Room for Improvement

There's always room for improvement. The following is a list of ideas from us, the community. Yes, that includes you. Add your ideas here!

  1. A user submitting a new game could bid a count of the number of distinctive photos she could provide once it's added. If the count is not met with approved photos (not necessarily from that same user - we want the content; we don't care who provides it) during, say, the next week, then that game entry could be purged. This could be supplemented by a visible countdown on the game's page that states that if it doesn't receive X photos in the next Y days, it will be deleted automatically.
    • Skelebone: Though photos of games are important for completeness of the database, they really don't come into the equation in my consideration of whether to approve or deny a game. As I state above, my primary concern on the game submission is description and accompanying information
  2. Perhaps something like GeekMod for game submissions.
    • Skelebone: This idea has been vetoed, especially in light of all of the controversy that arises with GeekMod of pictures.
  3. An unfortunate fact of life is that component quality is a factor in game enjoyment, so otherwise identical editions of a game with incredibly different quality of components create their own sort of ratings noise.
    • Skelebone: This is a real idea that is considered for future site developments; In the proposed solution, each entry would allow for tracking of different "versions", and users would be able to track what version they own in their collection. But, it will also take a sizable re-write of the game entry database and interface, so it could be some time coming.
  4. International releases (Most of Haba's games qualify) often have different titles for the different languages. So, it would be very nice to be able to add alternate titles right from the start, in order to get Trüffel-Schnüffel, Truffel-snuffel, Truffle snuffle, and Affaire de flair all immediately findable with a search.
    • Skelebone: These can be put in the comments to the admin. I add them to the game entry manually.
    • Herace: For now, yes.
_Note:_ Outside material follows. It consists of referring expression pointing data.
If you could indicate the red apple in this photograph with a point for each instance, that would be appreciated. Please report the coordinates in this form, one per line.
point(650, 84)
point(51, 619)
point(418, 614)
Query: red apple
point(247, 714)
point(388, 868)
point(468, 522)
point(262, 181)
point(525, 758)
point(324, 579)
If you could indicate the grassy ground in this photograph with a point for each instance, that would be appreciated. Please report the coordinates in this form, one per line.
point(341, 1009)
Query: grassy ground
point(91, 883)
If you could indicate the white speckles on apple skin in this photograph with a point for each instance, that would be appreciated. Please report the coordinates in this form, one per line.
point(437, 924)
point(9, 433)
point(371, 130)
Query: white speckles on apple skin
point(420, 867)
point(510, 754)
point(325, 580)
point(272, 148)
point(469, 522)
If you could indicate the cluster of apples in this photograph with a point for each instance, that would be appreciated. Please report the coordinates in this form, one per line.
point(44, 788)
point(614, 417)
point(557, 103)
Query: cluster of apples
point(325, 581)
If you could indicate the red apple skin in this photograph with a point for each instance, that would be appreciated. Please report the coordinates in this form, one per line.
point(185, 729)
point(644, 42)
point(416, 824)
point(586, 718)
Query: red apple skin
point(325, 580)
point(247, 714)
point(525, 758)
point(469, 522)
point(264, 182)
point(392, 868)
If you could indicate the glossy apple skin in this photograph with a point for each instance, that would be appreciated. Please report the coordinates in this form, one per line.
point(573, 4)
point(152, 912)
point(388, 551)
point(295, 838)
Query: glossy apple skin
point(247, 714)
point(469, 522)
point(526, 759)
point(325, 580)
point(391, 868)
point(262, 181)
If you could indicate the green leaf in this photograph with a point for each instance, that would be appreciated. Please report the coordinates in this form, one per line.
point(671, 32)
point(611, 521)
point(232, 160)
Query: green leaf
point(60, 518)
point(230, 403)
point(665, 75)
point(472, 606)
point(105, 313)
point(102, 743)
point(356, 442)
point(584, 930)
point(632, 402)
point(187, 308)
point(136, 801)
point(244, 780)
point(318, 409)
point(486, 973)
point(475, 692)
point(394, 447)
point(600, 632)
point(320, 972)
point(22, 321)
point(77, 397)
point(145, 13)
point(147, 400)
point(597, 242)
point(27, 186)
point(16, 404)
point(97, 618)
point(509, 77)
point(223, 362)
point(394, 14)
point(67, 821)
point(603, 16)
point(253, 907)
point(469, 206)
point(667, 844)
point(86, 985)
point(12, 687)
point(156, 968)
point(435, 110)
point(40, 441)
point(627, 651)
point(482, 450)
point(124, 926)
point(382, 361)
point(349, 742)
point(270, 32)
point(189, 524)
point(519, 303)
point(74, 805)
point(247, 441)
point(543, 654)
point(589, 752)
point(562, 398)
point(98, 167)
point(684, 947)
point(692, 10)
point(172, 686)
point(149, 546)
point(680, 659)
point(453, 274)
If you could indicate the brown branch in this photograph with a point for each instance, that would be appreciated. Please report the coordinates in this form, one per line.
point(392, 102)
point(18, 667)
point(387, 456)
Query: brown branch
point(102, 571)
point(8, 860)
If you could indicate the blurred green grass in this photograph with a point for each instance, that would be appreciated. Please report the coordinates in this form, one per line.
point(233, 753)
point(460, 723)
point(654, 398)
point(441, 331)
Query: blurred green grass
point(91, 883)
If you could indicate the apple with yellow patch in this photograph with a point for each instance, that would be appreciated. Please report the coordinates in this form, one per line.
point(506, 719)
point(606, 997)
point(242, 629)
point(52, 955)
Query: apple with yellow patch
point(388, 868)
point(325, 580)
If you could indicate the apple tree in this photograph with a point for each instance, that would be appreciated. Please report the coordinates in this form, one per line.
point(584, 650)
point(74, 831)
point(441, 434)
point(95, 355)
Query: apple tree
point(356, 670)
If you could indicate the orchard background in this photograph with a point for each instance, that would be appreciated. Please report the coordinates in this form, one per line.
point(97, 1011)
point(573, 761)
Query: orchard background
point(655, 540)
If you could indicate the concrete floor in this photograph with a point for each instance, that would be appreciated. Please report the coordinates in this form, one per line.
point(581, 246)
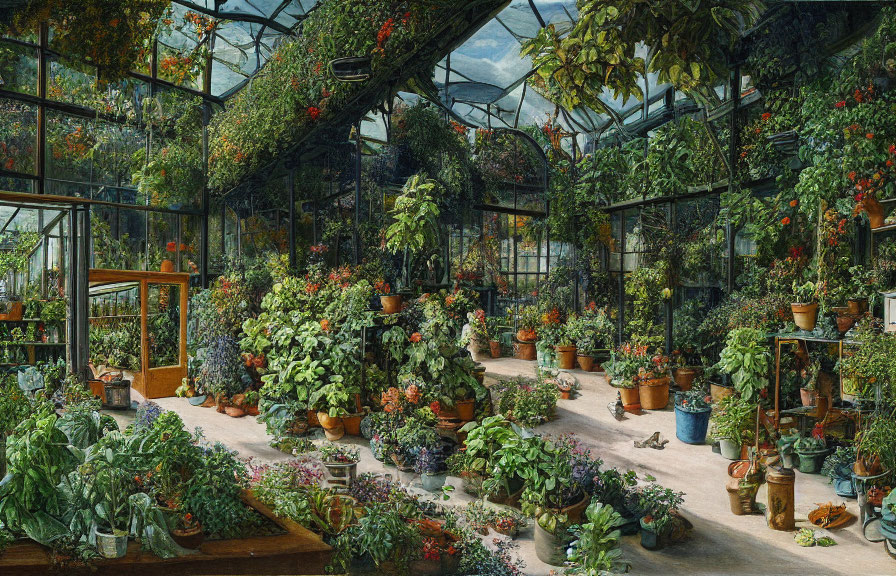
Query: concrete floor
point(720, 543)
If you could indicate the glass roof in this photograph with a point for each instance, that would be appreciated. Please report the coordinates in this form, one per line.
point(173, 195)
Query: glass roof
point(483, 81)
point(243, 34)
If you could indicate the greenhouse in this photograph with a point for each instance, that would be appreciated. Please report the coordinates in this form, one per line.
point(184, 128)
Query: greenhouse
point(435, 287)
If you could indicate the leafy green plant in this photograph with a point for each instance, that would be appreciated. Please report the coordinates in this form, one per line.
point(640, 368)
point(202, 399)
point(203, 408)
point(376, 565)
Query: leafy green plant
point(596, 548)
point(746, 359)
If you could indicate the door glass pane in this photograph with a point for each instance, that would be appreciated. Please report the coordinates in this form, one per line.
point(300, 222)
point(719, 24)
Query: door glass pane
point(115, 326)
point(163, 325)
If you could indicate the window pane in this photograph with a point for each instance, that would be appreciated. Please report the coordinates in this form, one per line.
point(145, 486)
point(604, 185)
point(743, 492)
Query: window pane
point(18, 136)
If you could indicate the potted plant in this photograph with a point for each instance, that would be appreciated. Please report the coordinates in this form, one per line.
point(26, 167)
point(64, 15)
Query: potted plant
point(654, 383)
point(431, 467)
point(590, 330)
point(187, 532)
point(747, 360)
point(805, 305)
point(622, 368)
point(340, 461)
point(508, 522)
point(692, 411)
point(733, 423)
point(660, 524)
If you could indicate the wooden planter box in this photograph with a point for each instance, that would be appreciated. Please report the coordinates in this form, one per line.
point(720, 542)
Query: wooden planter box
point(298, 552)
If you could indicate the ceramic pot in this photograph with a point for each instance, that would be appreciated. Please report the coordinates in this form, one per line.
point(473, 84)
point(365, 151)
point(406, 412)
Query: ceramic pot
point(631, 399)
point(875, 212)
point(684, 377)
point(524, 350)
point(654, 393)
point(551, 548)
point(586, 363)
point(729, 449)
point(113, 545)
point(805, 316)
point(189, 539)
point(197, 400)
point(566, 357)
point(391, 303)
point(465, 409)
point(858, 306)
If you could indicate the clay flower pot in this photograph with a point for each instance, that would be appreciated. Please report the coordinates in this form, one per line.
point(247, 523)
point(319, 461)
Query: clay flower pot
point(654, 393)
point(391, 303)
point(631, 399)
point(805, 315)
point(566, 357)
point(586, 362)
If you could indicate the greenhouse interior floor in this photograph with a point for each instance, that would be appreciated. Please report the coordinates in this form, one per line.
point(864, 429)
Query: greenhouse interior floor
point(720, 543)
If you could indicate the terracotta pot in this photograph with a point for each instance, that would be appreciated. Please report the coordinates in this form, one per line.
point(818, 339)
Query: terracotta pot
point(466, 409)
point(858, 306)
point(719, 392)
point(586, 363)
point(566, 357)
point(525, 350)
point(654, 393)
point(631, 399)
point(189, 539)
point(234, 411)
point(805, 315)
point(525, 335)
point(352, 424)
point(327, 422)
point(334, 434)
point(391, 303)
point(684, 377)
point(875, 212)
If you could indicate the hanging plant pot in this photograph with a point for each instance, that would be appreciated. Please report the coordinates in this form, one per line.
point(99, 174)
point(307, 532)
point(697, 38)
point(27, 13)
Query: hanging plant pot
point(586, 362)
point(524, 350)
point(351, 69)
point(391, 303)
point(654, 393)
point(566, 357)
point(631, 399)
point(805, 315)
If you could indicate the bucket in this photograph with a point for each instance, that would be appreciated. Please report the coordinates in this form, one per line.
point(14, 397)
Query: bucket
point(690, 427)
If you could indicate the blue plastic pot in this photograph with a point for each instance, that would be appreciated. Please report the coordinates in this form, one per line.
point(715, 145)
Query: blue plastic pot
point(690, 427)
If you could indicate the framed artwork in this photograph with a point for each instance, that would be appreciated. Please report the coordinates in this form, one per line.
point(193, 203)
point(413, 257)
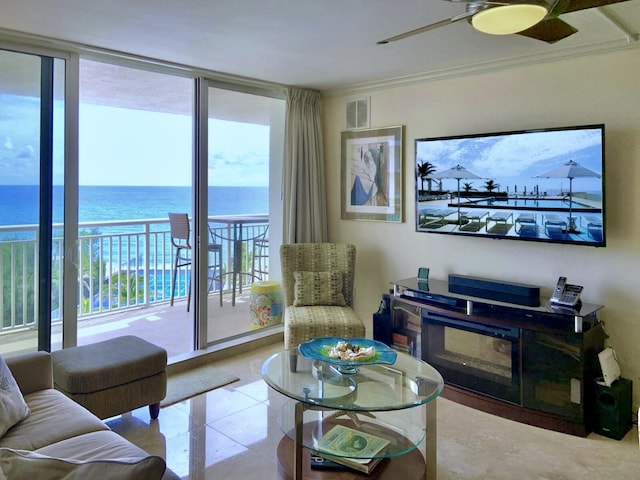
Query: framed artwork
point(372, 174)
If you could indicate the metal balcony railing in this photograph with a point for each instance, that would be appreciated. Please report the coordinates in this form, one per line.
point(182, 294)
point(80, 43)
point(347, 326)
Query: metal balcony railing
point(121, 265)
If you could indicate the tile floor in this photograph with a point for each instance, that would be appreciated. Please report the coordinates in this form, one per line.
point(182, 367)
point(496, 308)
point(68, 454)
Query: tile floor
point(232, 432)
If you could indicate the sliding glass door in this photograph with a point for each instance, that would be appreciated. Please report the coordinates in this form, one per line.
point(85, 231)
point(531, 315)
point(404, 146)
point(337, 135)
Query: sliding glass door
point(244, 156)
point(135, 167)
point(32, 111)
point(93, 158)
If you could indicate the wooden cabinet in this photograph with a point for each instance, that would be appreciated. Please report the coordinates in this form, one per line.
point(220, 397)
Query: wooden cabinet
point(536, 365)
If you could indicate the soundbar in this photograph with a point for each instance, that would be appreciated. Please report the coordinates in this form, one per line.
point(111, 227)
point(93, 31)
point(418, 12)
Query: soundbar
point(517, 293)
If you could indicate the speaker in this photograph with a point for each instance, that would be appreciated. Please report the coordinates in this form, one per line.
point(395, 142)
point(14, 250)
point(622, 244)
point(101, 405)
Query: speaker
point(613, 409)
point(517, 293)
point(382, 324)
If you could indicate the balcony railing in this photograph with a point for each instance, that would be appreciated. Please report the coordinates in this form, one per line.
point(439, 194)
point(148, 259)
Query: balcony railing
point(121, 265)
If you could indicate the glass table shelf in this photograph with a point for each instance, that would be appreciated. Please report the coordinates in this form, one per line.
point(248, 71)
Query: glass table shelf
point(393, 401)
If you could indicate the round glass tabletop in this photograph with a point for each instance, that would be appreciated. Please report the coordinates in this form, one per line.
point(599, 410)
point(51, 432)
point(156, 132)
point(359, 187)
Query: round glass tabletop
point(406, 383)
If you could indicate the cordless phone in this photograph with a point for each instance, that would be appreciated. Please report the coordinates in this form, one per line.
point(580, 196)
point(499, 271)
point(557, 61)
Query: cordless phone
point(557, 293)
point(566, 294)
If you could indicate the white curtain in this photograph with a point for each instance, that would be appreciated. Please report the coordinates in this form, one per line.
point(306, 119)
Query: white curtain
point(303, 172)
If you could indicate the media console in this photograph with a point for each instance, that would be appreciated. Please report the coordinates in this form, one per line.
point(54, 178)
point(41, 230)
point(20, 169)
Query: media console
point(532, 364)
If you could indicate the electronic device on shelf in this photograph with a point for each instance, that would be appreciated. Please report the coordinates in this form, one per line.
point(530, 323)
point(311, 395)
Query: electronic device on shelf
point(566, 294)
point(609, 366)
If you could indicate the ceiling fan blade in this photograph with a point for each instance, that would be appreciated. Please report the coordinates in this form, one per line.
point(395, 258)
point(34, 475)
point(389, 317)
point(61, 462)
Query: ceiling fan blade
point(426, 28)
point(549, 30)
point(575, 5)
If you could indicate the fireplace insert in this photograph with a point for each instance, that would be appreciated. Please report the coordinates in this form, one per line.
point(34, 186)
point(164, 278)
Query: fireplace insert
point(483, 358)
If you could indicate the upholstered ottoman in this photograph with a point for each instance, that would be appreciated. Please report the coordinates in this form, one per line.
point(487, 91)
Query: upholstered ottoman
point(114, 376)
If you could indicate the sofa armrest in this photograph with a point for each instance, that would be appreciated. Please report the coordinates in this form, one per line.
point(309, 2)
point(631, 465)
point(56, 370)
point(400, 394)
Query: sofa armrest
point(33, 371)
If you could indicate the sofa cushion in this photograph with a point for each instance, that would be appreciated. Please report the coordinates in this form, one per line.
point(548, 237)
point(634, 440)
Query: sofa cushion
point(53, 418)
point(13, 407)
point(318, 288)
point(35, 466)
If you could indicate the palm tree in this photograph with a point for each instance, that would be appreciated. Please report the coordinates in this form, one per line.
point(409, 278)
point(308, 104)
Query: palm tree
point(425, 170)
point(491, 185)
But don't the admin's have enough to do? I know it's hookie, but for now could multiple game name be added with semicolon to seperate? first name primary, others are alternates.
    • zefquaavius: Skelebone is an admin, so I think it's fair for him to suggest that. :^)
  5. herace: It would be nice if a whole game record could be added and approved as a unit. It's work to keep coming back to see if things get approved piecemeal. While the user is adding the game, he adds the following, and the whole thing then gets approved in one decision:
    • alternate names
    • photos (I can upload them anyway, just not link them to game...)
    • links (even if you don't have picture, there is probably one on web...)
    • files
    • Skelebone: That's a grand idea, but it would also take a re-write of the game submission interface, and BGG's sole programmer is Aldie; he has a lot on his to-do list for now, and this item is a low priority. What we have now is functional, and once some other projects are finished, we could expect an update of the game submissions interface.
  6. A page to see the submission queue. Update: Aha, such a page exists: http://www.boardgamegeek.com/userqueue.php ... It is not obvious or easy to find.
  7. Improve the confirmation message after submitting a game. https://boardgamegeek.fogbugz.com/default.asp?195_461r

"Game successfully added to database. The new game entry will be reviewed and added to the database if acceptable."
If the game was successfully added to the database, then why would it need to be reviewed and added to the database if acceptable? :)

It would be clearer if the text were something like:
"Game added to submission queue. The new game entry will be reviewed and added to the database if acceptable."